Hockey East Assn., which oversees 21 college hockey teams, including the current national champion, relocated here to CIWorks last week as a temporary home until Maples Crossing office buildings are built.
Steve Metcalf, the Hockey East commissioner, said Amesbury would not have even been on the list of possible cities without Mike Gorman of Maples Crossing.
“I didn’t know much about Amesbury,” Metcalf said last. One of his assistant commissioners recommended Amesbury, but it was Gorman, he said, who persuaded him to move the Hockey East headquarters here. “Because of Mike we thought about Amesbury differently,” he said.
Gorman said, “Hockey East is one of the most recognizable and iconic associations in all of college hockey. We are thrilled that they have chosen to move to Amesbury and did so to be a future part of the Maples Crossing campus.”
The nation’s premier college hockey conference decided not to renew its office lease in Wakefield and was looking for a central location close to major highways. Metcalf and his staff of eight are often on the road visiting east coast colleges and attending hockey games.
Interstates 95 and 495 pass through Amesbury, and the city is not far from Interstate 93.
“This place is a winner. It’s a great little town. I love Amesbury,” said Metcalf, who was the deputy athletic director at the University of New Hampshire for two decades before being named Hockey East commissioner. He lives in Portsmouth.
The plan is for Hockey East to move into space at Maples Crossing when the 150,000 square feet of office buildings and multi-use space is completed on South Hunt Road.
Maples Crossing is a combination of sports arenas, including a 2,500-seat hockey rink, two hotels and office space that will include restaurants and exercise facilities. “It is the whole package,” Metcalf said.
During the probably two years it will take Maples Crossing complex to be built on the hill above the old Amesbury Sports Park, Hockey East will lease space on the third floor at CIWorks, which houses a variety of manufacturers and service companies in an old mill building on Chestnut Street.
“CI Works welcomed Hockey East to Amesbury with a flexible lease term based upon availability of new office space within Maples Crossing and a 90-day notice period once construction is completed,” CI Works announced.
Gorman introduced Metcalf to Bob O’Brien and Mark Friery, the founders of CI Works, which lists 33 other tenants in their building.
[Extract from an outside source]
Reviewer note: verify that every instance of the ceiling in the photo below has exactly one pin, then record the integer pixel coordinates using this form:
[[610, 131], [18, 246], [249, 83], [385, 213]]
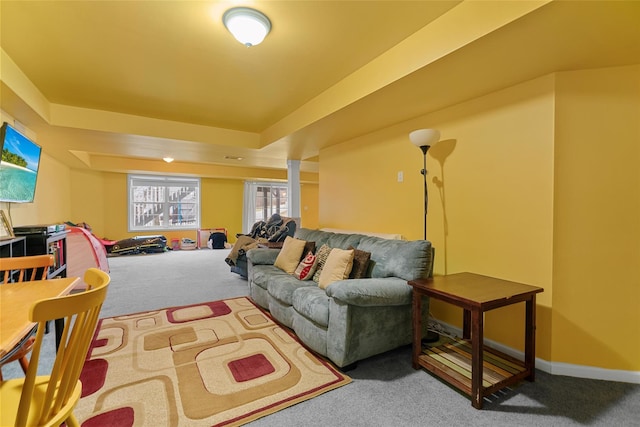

Metcalf said he is looking forward to getting to know other tenants, some of whom may be collaborating with Gorman at Maples Crossing.
In its news release announcing the move, Metcalf wrote: “This is a great connection with Amesbury and the rich tradition of hockey history in the city – particularly the Amesbury Maples organization, which is the country’s oldest amateur hockey organization. The move presents a great opportunity for Amesbury to explore and expand its rich hockey history and gain additional visibility through Hockey East’s brand association and marquee events.”
Since the Hockey East league was founded in 1984, the men’s league has won 10 NCAA championships, including the 2021 champion Massachusetts Minutemen. Since 1999, Hockey East has won eight men’s NCAA championship titles with 17 NCAA Championship Game appearances, while placing 28 teams in the Frozen Four and 74 teams in the NCAA Tournament.
Hockey East has sent 118 teams to the men’s NCAA Tournament since its inaugural season, more than any other conference. Hockey East is home to 11 Hobey Baker winners and four Patty Kazmaier winners. Hockey East was expanded in 2002-03 to include a 10-team women’s league.
Gorman said, “We are excited to see what’s next for Hockey East under the guidance of Commissioner Steve Metcalf and his team as it begins in its new home in the hockey-rich community of Amesbury and with Maples Crossing.”